An important part of this latter proposal was to also develop an extensive test framework to verify that functional operation and performance of the Steem node was not degraded as we progressively move more and more of the state data onto disk storage. At the time, Steemit rejected that proposal as they decided that enough memory optimization had been done for their immediate needs and Steemit planned to move all the non-consensus data out of the nodes into a separate database (variously SBDS and Hivemind).

If hivemind is going to reduce memory costs, why is rocksdb needed?

Hivemind will move “non-consensus” state data out of the API nodes operated by Steemit that are used to serve data to steemit.com and other web sites and user interfaces like busy.org, steempeak, partico, appics, etc.

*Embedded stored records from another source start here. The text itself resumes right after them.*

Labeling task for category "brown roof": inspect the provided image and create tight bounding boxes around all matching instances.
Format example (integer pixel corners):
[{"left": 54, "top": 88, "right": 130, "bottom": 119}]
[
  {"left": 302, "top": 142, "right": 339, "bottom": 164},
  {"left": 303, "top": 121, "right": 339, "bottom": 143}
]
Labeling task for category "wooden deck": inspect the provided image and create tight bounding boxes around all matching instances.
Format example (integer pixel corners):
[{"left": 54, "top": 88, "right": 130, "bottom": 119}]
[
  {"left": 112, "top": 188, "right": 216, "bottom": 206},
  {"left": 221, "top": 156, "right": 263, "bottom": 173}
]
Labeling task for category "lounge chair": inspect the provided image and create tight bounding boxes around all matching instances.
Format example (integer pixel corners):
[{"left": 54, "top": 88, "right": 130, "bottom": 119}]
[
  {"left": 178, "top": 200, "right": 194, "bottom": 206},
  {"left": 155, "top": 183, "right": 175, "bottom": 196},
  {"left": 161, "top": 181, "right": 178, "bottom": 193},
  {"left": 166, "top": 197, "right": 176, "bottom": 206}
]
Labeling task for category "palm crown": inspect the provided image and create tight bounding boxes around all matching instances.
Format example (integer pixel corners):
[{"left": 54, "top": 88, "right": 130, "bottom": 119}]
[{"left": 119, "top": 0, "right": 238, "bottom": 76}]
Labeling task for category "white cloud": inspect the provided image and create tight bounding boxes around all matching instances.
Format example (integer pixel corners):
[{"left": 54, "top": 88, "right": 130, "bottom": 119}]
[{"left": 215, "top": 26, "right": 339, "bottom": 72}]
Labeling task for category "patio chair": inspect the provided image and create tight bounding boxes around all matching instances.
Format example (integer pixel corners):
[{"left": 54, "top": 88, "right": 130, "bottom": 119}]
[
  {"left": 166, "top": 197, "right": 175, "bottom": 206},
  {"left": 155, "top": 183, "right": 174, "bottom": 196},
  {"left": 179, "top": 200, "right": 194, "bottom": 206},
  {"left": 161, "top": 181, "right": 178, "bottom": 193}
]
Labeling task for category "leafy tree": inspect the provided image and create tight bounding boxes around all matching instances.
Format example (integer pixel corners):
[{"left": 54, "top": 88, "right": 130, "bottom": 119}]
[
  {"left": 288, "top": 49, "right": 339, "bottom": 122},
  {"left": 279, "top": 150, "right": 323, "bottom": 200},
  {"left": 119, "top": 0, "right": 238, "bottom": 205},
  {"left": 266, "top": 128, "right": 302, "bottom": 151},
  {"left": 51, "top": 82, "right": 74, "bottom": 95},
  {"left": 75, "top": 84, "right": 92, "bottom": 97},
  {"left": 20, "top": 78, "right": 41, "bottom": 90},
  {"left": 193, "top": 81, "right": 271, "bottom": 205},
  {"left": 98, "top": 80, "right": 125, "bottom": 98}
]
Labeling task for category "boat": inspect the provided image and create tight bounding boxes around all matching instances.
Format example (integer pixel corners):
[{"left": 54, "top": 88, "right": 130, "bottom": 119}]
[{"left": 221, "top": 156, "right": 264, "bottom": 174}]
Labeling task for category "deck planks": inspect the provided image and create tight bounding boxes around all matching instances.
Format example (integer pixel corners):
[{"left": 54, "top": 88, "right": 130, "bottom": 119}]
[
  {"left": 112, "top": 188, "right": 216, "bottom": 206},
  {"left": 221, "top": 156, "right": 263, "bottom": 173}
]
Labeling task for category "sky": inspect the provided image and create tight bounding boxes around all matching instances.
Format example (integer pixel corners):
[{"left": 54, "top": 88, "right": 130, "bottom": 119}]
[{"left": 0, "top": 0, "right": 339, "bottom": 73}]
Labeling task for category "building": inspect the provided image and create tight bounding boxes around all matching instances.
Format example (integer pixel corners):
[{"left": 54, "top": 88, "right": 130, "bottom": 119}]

But it won’t reduce the amount of memory required to operate the most important nodes required to keep Steem a decentralized network: witness nodes. Rocksdb, however, will allow this data to be moved to disk, allowing witness to operate nodes at reasonable cost now and in the future as the blockchain’s activity level increases.

Why re-propose this now?

Steemit has recently expressed a renewed interest in reducing the costs of operating Steem nodes. At the same time, they’ve reduced the number of employees able to complete various Steem-related projects. We at BlockTrades believe that we can provide the expertise to complete the Rocksdb at an efficient cost and free up Steemit’s blockchain programmers to focus on other high priority tasks like implementation of SMTs.

What are we proposing?

Our proposal is to analyze the key data structures currently consuming memory in consensus nodes (i.e. witness nodes) and then move some of this data into Rocksdb storage using a generic solution we will develop. We will then thoroughly test the resulting version of the node versus the operation of existing chainbase nodes to ensure that the replacement will be seamless. The generic solution we develop can then be used to move more state data out to disk as required in the future and the regression test system we develop will be re-usable as well. We believe we can perform this work in 2-3 months with a 6 person team for a fixed-cost of $250K.

If this is an offer to Steemit, isn’t this better done directly to Steemit?

We have approached Steemit with this offer and they are considering it, but Ned asked that I also share this information with the whole Steem community and see how the idea is received. I believe this could a great first step to expanding development of Steem’s blockchain code beyond Steem’s core team and will enable Steem to progress faster than ever before, so please let us know in the comments how you view this project proposal.